The polls are eye-popping. Is Trump toast?
So looks like Trump is on the way out.
You know, this is 2020, so anything is possible, but Biden has opened up a huge lead in the polls.
And of course, the answer to that is that the polls were wrong last time and they could be wrong again.
And that’s true. They could be wrong. But they would have to be epicly wrong for Trump to win this time.
You can actually look at the data on this:
So Trump is currently 10 points behind in the polls. That says that for Trump to win, the polls would have to underestimating the actual results by at least that much.
But the only time that the polls got it that degree of wrong was all the way back in 1948, and even then, they weren’t that wrong. In the modern era it’s a few points at most. In 2016, versus Hilary Clinton, it was just 1.1 points.

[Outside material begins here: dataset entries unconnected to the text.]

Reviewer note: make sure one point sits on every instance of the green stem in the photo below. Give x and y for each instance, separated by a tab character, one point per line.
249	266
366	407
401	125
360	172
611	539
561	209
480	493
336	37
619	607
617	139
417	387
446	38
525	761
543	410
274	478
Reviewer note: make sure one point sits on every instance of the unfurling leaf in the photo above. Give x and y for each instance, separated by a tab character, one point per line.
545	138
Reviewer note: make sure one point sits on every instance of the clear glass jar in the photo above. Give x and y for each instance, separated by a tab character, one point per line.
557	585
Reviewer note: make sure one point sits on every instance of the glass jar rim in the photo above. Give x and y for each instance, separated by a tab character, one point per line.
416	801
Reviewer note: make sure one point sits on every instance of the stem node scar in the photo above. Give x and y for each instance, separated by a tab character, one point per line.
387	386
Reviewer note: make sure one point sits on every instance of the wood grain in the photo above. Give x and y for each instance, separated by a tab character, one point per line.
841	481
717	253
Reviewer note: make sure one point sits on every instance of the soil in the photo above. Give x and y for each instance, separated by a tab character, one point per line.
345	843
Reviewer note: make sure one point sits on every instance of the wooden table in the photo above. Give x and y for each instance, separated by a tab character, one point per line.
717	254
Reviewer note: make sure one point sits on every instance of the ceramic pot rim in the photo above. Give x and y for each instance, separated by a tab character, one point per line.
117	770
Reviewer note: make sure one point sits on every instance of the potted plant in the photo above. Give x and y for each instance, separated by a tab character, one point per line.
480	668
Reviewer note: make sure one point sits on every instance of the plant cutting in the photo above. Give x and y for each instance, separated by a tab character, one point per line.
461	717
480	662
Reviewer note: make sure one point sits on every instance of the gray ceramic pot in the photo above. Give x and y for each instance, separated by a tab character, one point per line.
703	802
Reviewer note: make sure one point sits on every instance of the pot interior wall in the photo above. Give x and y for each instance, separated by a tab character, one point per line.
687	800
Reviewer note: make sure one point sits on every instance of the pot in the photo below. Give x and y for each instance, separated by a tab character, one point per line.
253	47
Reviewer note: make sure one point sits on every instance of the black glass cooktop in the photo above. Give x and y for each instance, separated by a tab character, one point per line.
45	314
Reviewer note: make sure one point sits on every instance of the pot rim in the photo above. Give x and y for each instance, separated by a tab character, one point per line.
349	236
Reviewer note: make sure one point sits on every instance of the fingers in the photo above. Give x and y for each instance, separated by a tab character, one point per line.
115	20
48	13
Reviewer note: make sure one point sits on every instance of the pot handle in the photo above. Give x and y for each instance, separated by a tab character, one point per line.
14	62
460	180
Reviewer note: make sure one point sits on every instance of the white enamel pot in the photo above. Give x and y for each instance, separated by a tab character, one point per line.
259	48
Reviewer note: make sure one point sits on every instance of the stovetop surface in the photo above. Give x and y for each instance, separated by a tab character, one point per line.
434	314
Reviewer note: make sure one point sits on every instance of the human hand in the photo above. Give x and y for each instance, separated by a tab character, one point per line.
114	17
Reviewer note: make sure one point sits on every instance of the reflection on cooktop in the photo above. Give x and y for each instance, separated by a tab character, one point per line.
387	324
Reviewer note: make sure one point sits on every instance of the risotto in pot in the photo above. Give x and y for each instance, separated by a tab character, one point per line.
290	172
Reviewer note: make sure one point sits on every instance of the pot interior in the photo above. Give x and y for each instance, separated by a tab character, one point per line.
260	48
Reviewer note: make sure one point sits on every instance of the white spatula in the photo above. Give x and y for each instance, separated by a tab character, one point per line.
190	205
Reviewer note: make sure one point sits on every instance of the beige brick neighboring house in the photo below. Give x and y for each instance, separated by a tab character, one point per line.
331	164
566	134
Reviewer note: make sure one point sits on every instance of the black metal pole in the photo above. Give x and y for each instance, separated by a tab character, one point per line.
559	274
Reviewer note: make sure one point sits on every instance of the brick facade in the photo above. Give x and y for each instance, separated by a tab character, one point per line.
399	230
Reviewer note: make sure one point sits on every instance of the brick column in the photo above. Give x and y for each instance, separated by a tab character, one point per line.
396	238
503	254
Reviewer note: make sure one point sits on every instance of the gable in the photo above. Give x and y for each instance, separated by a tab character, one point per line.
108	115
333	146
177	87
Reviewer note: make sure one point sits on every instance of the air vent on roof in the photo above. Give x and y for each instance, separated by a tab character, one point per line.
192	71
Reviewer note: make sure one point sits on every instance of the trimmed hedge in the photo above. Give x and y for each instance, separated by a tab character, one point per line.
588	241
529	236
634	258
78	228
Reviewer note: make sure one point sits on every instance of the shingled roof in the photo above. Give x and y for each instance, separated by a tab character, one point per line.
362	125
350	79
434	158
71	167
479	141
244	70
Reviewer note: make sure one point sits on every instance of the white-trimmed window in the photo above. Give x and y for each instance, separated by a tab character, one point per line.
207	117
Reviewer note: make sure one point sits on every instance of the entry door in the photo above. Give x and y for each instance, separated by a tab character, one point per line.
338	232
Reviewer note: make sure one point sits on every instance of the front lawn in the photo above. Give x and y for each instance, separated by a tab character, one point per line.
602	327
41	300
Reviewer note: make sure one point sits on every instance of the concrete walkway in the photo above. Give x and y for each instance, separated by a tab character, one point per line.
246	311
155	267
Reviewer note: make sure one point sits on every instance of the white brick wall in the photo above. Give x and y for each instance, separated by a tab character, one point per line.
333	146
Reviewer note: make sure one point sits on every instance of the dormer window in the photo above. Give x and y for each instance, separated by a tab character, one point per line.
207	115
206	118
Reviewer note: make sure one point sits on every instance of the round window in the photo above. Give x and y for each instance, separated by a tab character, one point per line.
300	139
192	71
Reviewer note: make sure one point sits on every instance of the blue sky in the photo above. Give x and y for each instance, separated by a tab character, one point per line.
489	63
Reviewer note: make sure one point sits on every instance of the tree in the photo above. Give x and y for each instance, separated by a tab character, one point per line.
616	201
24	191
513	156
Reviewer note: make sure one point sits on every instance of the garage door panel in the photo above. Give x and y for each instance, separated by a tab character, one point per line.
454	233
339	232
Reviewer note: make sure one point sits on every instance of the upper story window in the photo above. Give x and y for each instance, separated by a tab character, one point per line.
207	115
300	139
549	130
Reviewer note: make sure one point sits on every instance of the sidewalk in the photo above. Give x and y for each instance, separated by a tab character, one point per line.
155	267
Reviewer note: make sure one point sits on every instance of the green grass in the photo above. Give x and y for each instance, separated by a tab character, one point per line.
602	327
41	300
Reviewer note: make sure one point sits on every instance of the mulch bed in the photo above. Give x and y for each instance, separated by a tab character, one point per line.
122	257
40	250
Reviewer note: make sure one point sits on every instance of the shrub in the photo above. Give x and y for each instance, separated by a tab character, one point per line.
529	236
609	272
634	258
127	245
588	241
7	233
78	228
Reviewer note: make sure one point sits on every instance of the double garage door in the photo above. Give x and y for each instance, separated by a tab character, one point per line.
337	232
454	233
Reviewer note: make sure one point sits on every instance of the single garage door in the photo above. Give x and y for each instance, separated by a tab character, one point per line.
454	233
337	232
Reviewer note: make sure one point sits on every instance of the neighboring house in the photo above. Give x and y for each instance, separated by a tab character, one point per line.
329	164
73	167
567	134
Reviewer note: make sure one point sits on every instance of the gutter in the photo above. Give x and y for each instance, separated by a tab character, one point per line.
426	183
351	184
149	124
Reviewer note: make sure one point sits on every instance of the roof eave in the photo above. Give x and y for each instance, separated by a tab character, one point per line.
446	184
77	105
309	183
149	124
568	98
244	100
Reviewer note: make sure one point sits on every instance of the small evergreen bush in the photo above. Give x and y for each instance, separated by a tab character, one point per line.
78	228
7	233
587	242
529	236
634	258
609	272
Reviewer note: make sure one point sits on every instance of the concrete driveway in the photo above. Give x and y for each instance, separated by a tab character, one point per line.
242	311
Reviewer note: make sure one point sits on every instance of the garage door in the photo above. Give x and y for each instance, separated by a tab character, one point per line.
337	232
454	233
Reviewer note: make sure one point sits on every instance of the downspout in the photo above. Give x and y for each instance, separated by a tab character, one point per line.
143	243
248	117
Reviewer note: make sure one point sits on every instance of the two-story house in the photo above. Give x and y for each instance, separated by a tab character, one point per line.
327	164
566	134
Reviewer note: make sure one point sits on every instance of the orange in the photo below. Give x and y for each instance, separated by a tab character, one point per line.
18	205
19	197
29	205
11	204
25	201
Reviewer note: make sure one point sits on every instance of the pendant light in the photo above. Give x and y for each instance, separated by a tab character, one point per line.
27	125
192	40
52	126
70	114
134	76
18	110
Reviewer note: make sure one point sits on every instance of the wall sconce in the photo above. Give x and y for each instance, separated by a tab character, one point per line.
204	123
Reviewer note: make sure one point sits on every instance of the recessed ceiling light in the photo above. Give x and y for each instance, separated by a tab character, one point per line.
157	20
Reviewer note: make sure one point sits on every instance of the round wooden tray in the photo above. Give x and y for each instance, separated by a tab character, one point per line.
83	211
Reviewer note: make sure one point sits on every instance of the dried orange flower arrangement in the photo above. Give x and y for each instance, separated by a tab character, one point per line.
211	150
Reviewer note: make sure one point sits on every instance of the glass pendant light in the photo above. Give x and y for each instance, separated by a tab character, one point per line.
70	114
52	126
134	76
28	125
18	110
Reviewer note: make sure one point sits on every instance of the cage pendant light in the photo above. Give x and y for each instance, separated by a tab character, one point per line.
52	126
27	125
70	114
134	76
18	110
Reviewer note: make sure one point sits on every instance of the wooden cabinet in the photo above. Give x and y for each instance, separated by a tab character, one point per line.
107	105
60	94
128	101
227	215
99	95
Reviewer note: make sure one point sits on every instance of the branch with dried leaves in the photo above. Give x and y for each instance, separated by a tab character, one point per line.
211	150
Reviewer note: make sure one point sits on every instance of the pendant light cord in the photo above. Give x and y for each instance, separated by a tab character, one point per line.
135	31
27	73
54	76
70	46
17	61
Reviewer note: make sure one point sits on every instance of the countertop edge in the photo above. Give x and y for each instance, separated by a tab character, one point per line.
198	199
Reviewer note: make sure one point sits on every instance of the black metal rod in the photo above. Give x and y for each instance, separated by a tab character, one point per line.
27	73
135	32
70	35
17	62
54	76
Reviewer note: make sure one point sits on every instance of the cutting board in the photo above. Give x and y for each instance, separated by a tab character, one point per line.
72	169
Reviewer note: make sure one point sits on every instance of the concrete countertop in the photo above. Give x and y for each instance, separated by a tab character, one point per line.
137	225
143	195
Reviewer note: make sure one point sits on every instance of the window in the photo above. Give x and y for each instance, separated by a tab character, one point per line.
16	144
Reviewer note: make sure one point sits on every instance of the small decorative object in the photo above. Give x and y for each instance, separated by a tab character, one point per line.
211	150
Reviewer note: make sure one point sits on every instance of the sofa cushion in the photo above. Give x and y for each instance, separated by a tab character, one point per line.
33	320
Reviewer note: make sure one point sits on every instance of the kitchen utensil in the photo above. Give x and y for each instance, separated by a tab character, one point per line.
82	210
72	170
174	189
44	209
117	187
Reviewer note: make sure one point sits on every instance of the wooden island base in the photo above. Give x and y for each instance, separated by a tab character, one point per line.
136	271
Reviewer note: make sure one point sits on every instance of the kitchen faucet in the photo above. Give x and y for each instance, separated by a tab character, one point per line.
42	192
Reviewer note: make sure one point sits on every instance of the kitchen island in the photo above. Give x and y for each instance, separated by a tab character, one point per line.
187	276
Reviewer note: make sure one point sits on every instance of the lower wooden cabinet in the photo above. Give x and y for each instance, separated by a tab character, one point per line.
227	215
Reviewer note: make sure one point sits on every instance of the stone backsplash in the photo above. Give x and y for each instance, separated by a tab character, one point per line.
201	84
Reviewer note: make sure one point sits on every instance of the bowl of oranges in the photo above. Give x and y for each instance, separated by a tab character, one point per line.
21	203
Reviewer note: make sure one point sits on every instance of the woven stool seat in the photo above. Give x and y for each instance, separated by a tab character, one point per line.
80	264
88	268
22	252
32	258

So for Trump to win, the polls would have to be the wrongest they’ve ever been, in a huge way.
You’d have to think that’s a low-probability outcome.
But you know, Trump is Trump, and this is 2020, so I’ll believe it when I see it.
But whichever way it goes, I think Trump’s first term will mark a turning point in politics, not just in America, but across the world.
But let’s not give Trump the credit for that. I think Trump just saw where the wave was heading and got in front of it.
And the wave’s name is polarisation.
Take a look at this chart. This tracks how many Americans think that it really matters who is President.
So back in 2000 it was pretty evenly split. 50% of Americans thought it mattered who was President, the other half thought that it didn’t matter. That’s either because they just didn’t care and thought it was irrelevant, or they thought both parties were pretty much the same anyway.
That is, they were either disengaged or cynical.
Fast-forward to 2020, and the numbers are totally different. Now, 83% think that it really matters, while only 16% don’t.
That’s another way of saying that the number of disengaged and cynical voters has collapsed 70%!
On the face of it, you’d think that’s a good thing. The more engaged in politics the citizenry is, the better outcomes you get.
But it is likely that this is largely driven by social-media driven thought-bubble polarisation.
People think it matters who is President because their news feed tells them that the other side wants to eat babies and sell war-veterans to the Russians.
This dynamic was in play before Trump (you can see that in the chart), but I think Trump was the first person to use it consciously.
He knew that there was just no way to talk to the other side – there’s no penetrating the though bubble – so he gave up pretending to be a “President for all Americans”, and focused instead on energising his base.
And it worked… for a while.
But has he lost the political centre?
This will be a very interesting election to watch. Campaign managers from every continent will be watching how it plays out.
And the key question is this, in the age of social media thought bubbles, just how far can you pull from the political centre?